I Was A Teenage Serial Killer (1994)

How can I even begin to describe I Was A Teenage Serial Killer? A triumph in riot grrrl feminism, Sarah Jacobson allows the unsung teenage girl a chance she rarely gets in cinema: the opportunity to inflict the type of violence usually reserved for men. The title pretty much explains the plot, but there’s something so breathtaking about such a small film. Seeing a teenage girl express her rage so brazenly made me really emotional. Film allows us to confront our darkest feelings in a healthy way, and I Was A Teenage Serial Killer is a prime example of this. This is a movie that hears the pleas and frustrations of women everywhere and gives the most extreme outlet for it. It’s wonderful. It also curb stomps the “not all men” ideology, which is reason alone to give it a watch. I adore just about every second of this one and Sarah Jacobson is my personal hero. I Was A Teenage Serial Killer is available for free on Tubi.

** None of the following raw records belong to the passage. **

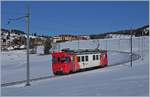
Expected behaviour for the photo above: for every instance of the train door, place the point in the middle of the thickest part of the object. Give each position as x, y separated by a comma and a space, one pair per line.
95, 60
83, 61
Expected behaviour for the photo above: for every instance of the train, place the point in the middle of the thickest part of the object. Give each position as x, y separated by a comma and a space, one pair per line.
67, 61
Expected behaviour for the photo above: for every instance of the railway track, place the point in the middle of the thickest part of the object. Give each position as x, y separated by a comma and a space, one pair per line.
134, 57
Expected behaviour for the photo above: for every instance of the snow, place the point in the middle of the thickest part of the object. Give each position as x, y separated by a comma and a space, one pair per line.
119, 80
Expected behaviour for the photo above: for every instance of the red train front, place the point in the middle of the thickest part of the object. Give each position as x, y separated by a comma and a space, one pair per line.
65, 62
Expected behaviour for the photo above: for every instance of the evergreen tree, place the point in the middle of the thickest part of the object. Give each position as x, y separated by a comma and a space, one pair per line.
47, 46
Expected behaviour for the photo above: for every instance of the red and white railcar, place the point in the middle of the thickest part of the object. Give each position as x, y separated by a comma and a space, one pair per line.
67, 61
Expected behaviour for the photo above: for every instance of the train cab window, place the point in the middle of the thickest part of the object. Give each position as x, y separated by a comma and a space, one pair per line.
86, 58
78, 59
96, 57
68, 59
93, 57
82, 58
65, 59
58, 59
54, 60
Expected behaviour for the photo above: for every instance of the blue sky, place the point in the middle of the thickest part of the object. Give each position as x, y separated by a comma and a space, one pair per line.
76, 17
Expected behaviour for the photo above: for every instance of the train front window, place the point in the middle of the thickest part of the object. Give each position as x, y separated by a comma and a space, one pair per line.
65, 59
54, 60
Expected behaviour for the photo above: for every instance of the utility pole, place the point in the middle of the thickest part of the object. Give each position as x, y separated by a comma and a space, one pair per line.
142, 51
131, 47
28, 47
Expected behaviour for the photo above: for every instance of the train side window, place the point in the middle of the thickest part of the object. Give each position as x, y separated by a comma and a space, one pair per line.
82, 58
68, 59
58, 59
96, 57
78, 58
93, 57
54, 60
86, 58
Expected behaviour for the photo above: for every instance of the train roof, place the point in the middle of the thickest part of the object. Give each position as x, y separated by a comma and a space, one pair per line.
83, 51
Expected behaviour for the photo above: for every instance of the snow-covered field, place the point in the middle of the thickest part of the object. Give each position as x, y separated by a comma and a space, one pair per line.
120, 80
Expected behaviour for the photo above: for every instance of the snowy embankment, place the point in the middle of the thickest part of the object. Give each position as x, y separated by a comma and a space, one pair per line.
118, 80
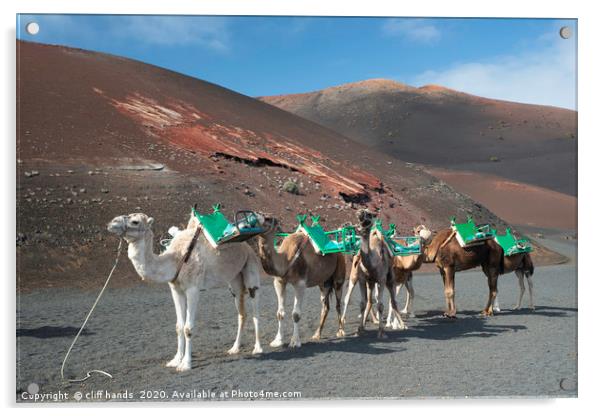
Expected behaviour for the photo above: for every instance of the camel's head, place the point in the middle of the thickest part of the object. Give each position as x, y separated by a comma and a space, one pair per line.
131, 227
269, 222
424, 233
366, 218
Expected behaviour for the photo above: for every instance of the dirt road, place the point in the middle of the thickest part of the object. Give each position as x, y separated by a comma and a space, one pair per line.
132, 335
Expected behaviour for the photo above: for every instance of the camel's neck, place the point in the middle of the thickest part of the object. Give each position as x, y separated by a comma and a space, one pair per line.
158, 268
273, 262
367, 250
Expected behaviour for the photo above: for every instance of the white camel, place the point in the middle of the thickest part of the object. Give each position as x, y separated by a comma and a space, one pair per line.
233, 263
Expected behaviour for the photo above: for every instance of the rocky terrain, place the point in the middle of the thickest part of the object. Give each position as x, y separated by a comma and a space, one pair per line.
100, 136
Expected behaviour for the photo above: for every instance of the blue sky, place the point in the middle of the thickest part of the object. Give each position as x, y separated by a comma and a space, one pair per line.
521, 60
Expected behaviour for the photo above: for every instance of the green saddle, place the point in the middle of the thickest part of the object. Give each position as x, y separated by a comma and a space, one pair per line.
469, 234
342, 240
512, 245
399, 246
218, 230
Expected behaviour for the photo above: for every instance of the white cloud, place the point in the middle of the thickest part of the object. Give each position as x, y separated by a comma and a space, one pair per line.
211, 32
545, 75
418, 30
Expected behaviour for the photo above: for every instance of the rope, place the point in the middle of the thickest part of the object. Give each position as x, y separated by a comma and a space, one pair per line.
89, 373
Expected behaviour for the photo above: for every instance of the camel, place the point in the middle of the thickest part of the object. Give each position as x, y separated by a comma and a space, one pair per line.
296, 262
403, 266
445, 251
372, 268
522, 265
233, 263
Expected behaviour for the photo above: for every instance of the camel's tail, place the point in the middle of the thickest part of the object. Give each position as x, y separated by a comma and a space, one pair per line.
527, 265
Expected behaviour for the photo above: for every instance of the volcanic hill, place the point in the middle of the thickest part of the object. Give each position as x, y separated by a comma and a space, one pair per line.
444, 128
100, 136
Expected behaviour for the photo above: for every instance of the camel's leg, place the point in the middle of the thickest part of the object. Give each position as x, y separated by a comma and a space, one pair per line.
492, 276
350, 287
338, 294
407, 310
238, 290
325, 299
192, 300
496, 303
280, 288
299, 292
375, 315
448, 274
390, 321
251, 276
253, 294
179, 300
530, 283
380, 307
368, 304
363, 303
393, 300
521, 285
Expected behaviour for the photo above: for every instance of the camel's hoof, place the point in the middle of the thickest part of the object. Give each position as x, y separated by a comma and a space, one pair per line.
234, 350
276, 343
294, 344
184, 366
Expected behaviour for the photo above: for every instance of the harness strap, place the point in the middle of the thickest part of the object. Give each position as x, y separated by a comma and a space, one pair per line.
297, 255
188, 252
446, 242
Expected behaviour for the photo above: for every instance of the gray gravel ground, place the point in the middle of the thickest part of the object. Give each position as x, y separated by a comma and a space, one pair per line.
132, 335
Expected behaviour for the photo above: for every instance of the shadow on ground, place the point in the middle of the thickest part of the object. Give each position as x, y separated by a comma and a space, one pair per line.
51, 332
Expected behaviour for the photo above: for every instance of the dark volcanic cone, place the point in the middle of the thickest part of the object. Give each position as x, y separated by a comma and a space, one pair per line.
99, 136
441, 127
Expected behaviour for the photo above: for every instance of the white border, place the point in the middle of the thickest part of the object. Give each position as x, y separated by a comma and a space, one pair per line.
589, 174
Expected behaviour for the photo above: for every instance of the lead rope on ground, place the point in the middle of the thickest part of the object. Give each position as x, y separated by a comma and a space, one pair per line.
89, 373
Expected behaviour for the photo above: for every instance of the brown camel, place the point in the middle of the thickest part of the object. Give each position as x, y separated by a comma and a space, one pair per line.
403, 266
445, 251
522, 265
372, 269
296, 262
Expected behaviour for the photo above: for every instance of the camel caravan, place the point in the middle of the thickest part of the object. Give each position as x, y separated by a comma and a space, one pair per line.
213, 250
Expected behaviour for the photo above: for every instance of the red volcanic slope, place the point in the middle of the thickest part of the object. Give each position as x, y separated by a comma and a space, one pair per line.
441, 127
96, 126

Superstar: The Karen Carpenter Story (1987)

Remember at the start of this piece when I mentioned that one of these is banned from theatres? Well folks, this is the one. Superstar: The Karen Carpenter Story comes from Todd “let’s do it baby I know the law” Haynes. The film depicts the life of Singer Karen Carpenter told entirely through Barbie dolls. If you're wondering why the film has been almost entirely wiped off the face of the earth, Haynes used copyrighted music from the Carpenters, and when Karen’s brother Richard caught wind of this, he sued Haynes. One can also assume Richard pursued legal action because the film is just plain creepy. Did I mention that Haynes skinned the barbies to make them look emaciated? Because he did that, just so you know. While the film may be infamous, it still remains a harrowing, yet moving depiction of how mental illness can destroy a person’s life. Karen Carpenter struggled with severe anorexia, and it ultimately killed her. Haynes pulls no punches. Many have said this, but Superstar is one of the most successful biopics because it is not concerned with turning the subject’s life into a neat little package. Haynes set out to tell the real story, and he succeeded. As I’ve mentioned, Superstar is almost impossible to find, but it may or may not be available somewhere on the internet right now. If you happen to find it, maye don’t spread it around so as to not alert Mr. Carpenter.

So there you have it folks. I love all of these shorts, and I promise you’ll at least find them interesting. So grab your warm drink of choice, turn down the lights, and relax by watching Todd Haynes play with skinned Barbie dolls. Who knows? You might end up on a weird short film rabbit hole like I did, and then you too can write an article about your favorites. Anyway, I hope you find these as wonderfully odd as I did. A happy spooky season to all and to all a good night!